Basic Environment Setup
This guide configures an x86 computer and a Lichee Pi development board so that models can run on the board's NPU or CPU.
Before a model can run on the development board, you must use an x86 machine to convert generic models such as ONNX into computation graphs and glue code that are executable on the board's CPU/NPU via the hhb tool. The glue code and related application code must then be cross-compiled into binaries for the board.
Because x86 machines generally offer higher performance—and because the hhb tool only supports the x86 architecture—an additional x86 computer is required to complete the model conversion workflow.
Development Board Setup
Lichee Pi 4A is a development board produced by Sipeed that features the TH1520 SoC. For the basic out-of-the-box setup, consult the official hardware guide. Flash RevyOS version 20250729 onto the board. See the image flashing guide for details.
Installing Basic Tools
By default, RevyOS does not include pip and several other fundamental tools, so install them first:
debian@revyos-lpi4a:~$ sudo apt install python3-pip python3-venv wget curl git # Install required packages
debian@revyos-lpi4a:~$ mkdir npu # Create a directory for the Python virtual environment
debian@revyos-lpi4a:~$ cd npu
debian@revyos-lpi4a:~/npu$ python3 -m venv .venv
debian@revyos-lpi4a:~/npu$ . .venv/bin/activate # Activate the virtual environment
(.venv) debian@revyos-lpi4a:~/npu$ # Prompt shows the active virtual environment
After activation, the shell prompt should display (.venv) to indicate the current virtual environment.
Unlike the original Yuque article, this document adds a dedicated section for virtual environments. The original guide installs packages such as shl-python system-wide, which conflicts with the system Python packages managed by apt (e.g. python3-*). Using a virtual environment isolates packages installed via pip and avoids clashes with apt. See PEP 668 for details.
Installing the SHL Library
SHL (Structure of Heterogeneous Library) is a high-performance heterogeneous computing library provided by T-Head. Its main function interfaces adopt the CSI-NN2 API for the XuanTie CPU platform and come with a collection of optimised binary libraries. Refer to the user manual for more information.
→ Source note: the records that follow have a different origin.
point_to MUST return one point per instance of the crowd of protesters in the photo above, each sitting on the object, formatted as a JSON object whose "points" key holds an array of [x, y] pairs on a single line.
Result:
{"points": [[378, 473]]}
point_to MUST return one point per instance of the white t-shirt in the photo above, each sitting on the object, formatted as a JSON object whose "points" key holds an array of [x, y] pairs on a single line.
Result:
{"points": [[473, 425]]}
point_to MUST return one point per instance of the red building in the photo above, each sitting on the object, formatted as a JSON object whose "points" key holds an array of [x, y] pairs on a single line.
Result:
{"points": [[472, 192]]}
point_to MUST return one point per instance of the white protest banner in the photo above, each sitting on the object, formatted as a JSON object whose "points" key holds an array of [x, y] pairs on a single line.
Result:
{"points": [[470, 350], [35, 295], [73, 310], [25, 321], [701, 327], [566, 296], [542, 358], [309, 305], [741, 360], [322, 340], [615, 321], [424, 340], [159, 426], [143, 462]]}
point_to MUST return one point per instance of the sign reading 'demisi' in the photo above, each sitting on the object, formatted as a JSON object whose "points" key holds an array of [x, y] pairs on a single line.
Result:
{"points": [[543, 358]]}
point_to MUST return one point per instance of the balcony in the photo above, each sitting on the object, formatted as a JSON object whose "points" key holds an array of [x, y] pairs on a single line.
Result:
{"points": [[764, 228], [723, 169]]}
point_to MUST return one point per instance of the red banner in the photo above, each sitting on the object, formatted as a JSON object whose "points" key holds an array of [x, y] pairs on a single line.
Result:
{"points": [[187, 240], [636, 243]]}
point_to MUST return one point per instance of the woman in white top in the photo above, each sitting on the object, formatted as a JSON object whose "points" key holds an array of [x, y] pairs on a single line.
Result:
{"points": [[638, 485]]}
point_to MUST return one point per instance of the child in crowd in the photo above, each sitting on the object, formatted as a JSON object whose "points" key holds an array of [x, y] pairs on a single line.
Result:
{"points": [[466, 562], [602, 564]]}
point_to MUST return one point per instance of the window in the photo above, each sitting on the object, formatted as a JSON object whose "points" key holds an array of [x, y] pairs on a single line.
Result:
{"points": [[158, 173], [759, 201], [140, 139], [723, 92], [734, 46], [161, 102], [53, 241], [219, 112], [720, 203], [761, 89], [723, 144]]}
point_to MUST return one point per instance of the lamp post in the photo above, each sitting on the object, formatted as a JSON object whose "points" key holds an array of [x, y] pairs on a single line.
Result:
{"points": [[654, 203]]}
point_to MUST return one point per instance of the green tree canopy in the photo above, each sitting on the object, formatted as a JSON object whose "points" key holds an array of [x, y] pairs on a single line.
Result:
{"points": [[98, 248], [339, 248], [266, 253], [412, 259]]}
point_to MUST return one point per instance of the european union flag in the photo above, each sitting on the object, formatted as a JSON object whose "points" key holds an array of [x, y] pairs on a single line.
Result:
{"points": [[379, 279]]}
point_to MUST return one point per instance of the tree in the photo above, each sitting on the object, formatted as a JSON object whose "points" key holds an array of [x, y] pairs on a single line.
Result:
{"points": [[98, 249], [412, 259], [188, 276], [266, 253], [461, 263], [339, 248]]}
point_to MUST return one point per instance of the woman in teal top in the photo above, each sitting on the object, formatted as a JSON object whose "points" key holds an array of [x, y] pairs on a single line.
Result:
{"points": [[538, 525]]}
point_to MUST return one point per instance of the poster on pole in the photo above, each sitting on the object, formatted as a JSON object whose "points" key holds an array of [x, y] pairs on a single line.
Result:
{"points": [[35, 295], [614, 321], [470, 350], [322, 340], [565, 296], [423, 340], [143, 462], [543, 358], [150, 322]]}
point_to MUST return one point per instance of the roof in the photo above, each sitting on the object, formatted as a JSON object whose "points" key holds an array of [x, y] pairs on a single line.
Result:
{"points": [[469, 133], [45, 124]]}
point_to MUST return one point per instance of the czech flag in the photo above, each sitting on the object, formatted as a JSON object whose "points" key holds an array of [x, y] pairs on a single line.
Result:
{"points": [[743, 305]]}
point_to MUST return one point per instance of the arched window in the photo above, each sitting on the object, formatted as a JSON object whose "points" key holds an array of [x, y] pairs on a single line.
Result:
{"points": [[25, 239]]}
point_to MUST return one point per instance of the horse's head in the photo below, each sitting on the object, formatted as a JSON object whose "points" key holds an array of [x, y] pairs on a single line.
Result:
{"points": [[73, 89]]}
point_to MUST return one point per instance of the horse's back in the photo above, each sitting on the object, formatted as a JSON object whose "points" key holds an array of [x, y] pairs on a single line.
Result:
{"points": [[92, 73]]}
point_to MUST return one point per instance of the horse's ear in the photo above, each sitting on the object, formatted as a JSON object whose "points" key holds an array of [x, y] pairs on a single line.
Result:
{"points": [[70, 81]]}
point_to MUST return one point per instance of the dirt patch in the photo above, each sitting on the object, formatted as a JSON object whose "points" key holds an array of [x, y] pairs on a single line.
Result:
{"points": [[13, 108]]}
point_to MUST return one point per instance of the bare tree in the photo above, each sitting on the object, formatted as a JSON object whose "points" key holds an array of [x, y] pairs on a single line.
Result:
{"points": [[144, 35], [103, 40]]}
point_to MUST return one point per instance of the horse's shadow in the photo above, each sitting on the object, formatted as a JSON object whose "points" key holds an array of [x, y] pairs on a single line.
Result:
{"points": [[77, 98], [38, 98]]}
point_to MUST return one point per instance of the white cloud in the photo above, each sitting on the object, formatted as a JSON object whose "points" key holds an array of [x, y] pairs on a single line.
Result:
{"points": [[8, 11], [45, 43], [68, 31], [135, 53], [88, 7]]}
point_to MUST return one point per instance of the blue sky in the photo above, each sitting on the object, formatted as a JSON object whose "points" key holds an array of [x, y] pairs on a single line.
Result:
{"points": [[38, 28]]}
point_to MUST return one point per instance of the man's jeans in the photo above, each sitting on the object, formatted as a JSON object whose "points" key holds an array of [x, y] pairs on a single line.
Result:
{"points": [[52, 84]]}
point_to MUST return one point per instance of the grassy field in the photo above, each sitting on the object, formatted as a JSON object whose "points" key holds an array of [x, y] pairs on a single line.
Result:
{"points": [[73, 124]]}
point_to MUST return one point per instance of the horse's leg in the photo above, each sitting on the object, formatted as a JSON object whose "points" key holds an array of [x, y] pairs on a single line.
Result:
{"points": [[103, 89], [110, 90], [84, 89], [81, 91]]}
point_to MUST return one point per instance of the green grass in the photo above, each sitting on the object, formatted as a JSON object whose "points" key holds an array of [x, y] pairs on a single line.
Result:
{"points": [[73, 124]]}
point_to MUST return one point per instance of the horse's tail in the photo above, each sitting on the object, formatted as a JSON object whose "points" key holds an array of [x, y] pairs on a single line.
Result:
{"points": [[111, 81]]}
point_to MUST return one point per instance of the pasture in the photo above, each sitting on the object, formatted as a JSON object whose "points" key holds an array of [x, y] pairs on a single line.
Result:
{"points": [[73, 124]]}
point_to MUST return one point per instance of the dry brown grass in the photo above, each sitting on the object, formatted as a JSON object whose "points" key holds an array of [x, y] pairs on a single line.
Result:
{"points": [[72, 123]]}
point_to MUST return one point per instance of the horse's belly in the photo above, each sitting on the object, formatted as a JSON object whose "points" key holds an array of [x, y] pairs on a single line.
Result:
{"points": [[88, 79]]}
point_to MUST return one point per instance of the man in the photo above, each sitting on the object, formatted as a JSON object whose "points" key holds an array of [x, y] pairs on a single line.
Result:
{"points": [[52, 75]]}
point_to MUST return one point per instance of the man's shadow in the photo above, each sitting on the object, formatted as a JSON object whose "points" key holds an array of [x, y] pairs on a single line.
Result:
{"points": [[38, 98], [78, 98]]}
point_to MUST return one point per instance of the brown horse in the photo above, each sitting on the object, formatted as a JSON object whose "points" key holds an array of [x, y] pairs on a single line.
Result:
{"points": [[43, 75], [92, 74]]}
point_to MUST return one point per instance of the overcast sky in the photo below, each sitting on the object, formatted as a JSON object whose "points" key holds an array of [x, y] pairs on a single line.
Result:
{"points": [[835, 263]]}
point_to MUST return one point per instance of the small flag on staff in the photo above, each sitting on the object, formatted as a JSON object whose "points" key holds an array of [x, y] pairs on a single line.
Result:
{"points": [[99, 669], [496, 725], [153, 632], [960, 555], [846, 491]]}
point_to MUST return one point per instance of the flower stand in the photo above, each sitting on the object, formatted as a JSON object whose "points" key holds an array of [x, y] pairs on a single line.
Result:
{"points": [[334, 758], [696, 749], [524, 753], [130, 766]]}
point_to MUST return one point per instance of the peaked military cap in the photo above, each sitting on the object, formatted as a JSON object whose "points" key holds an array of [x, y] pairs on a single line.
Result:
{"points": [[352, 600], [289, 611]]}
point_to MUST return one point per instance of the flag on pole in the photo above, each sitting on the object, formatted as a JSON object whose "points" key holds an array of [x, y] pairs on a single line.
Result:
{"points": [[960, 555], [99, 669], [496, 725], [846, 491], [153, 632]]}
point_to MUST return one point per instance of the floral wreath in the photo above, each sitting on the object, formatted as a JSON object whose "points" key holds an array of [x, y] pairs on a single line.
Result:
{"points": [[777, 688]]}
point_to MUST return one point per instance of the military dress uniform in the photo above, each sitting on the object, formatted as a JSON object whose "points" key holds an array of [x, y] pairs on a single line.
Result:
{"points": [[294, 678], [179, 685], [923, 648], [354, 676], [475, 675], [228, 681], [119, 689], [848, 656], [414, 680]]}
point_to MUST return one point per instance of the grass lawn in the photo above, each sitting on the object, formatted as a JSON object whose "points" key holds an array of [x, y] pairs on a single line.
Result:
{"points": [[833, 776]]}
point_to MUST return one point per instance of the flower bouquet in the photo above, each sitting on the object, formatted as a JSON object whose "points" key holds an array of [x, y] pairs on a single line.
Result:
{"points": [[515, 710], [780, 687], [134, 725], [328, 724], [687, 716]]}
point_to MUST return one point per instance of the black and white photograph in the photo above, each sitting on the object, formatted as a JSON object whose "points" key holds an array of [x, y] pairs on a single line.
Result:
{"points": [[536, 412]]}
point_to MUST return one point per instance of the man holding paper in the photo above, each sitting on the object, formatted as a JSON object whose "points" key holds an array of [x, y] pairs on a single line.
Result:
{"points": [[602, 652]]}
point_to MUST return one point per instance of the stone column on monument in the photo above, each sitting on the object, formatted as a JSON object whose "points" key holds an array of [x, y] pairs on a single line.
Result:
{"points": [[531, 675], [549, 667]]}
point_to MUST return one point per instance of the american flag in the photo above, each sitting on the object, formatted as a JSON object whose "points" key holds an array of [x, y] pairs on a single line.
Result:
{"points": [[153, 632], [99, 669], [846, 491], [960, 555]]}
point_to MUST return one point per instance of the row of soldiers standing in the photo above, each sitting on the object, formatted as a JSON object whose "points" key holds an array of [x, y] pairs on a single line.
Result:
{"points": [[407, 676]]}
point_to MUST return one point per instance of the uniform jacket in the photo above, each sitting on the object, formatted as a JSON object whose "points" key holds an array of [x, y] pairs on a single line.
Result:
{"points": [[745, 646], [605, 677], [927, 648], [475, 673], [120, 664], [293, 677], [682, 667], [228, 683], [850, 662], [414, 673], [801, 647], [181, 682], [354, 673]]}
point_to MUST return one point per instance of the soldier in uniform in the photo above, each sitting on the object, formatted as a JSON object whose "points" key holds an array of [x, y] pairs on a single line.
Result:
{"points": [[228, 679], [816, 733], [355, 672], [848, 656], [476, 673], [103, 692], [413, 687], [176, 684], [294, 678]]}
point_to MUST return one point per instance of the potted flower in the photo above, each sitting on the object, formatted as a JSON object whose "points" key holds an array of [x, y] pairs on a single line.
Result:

Install SHL within the virtual environment using pip:
(.venv) debian@revyos-lpi4a:~/npu$ pip3 install shl-python -i https://pypi.tuna.tsinghua.edu.cn/simple
...
Successfully installed shl-python-3.2.2
The default PyPI infrastructure is hosted overseas, which can lead to connectivity issues in mainland China. The -i argument lets you select an alternative mirror. For more instructions, see the Tsinghua University PyPI mirror guide.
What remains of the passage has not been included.